Palenque Site in Mexico

Palenque is a famous archeological site in the Mexican state of Chiapas. It was formed by the natives of the ancient civilization called Maya. Palenque contains some of the finest architecture, sculpture, roof comb and bas-relief carvings produced by the Maya.
Palenque is set in the foothills of the Tumbala Mountains of Chiapas Mexico. It overlooks the swampy plains that stretch northward all the way to the Gulf coast. This positioning between two worlds gives Palenque a mystical charm that allures scientists and tourists alike. The breath taking scenery of the flat plains to the north and the backdrop of the Mountains to the south captures the imagination of one and all.
The flood plain of the Usumacinta to the north provided Palenque’s inhabitants the resources to construct this city. Today the city is known for its architectural marvels.

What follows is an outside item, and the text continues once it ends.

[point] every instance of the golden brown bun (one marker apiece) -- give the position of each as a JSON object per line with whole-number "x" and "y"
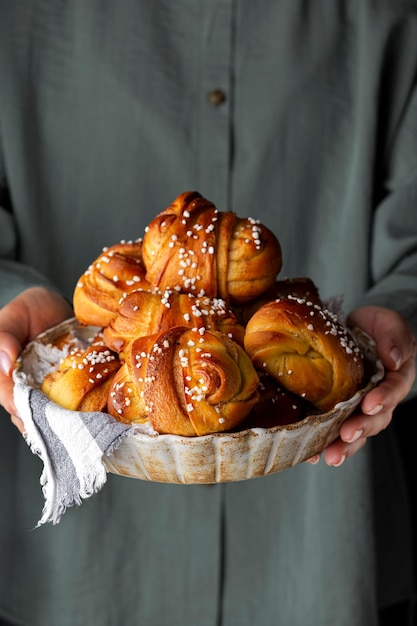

The most notable structures of Palenque are the Palace and the Temple of Inscriptions. The construction of both these structures began during the reign of Hanab Pacal and was completed by his sons.
The architecture of Palenque was inventive and based on scientific knowledge. To reduce the massive weight of the traditional corbel arch they reduced its span with a dividing wall and used tribolated hollows that considerably lessen the stress on load bearing walls. This enabled them to construct buildings with multiple piers and doorways on the front to let air and sunlight inside. To enhance the appearance of the structures they constructed Mansard roofs decorated with stucco carvings and horizontal moldings.
Off the west of the main plaza is the first temple built by Pacal, known as the Temple Olvidado. Also on the same mound is Temple XII. This is the first structure visitors see as they enter the site. It is also known as the temple of the Skull and the Temple of the Dead Moon.
The Northern Group consists of four temples, aligned on an artificially leveled terrace. The Ball Court north of the Palace is still unexcavated. There is a natural pool just below a waterfall on the Otulum river. It is known as the Queen’s Bath and is still used as a bathing spot.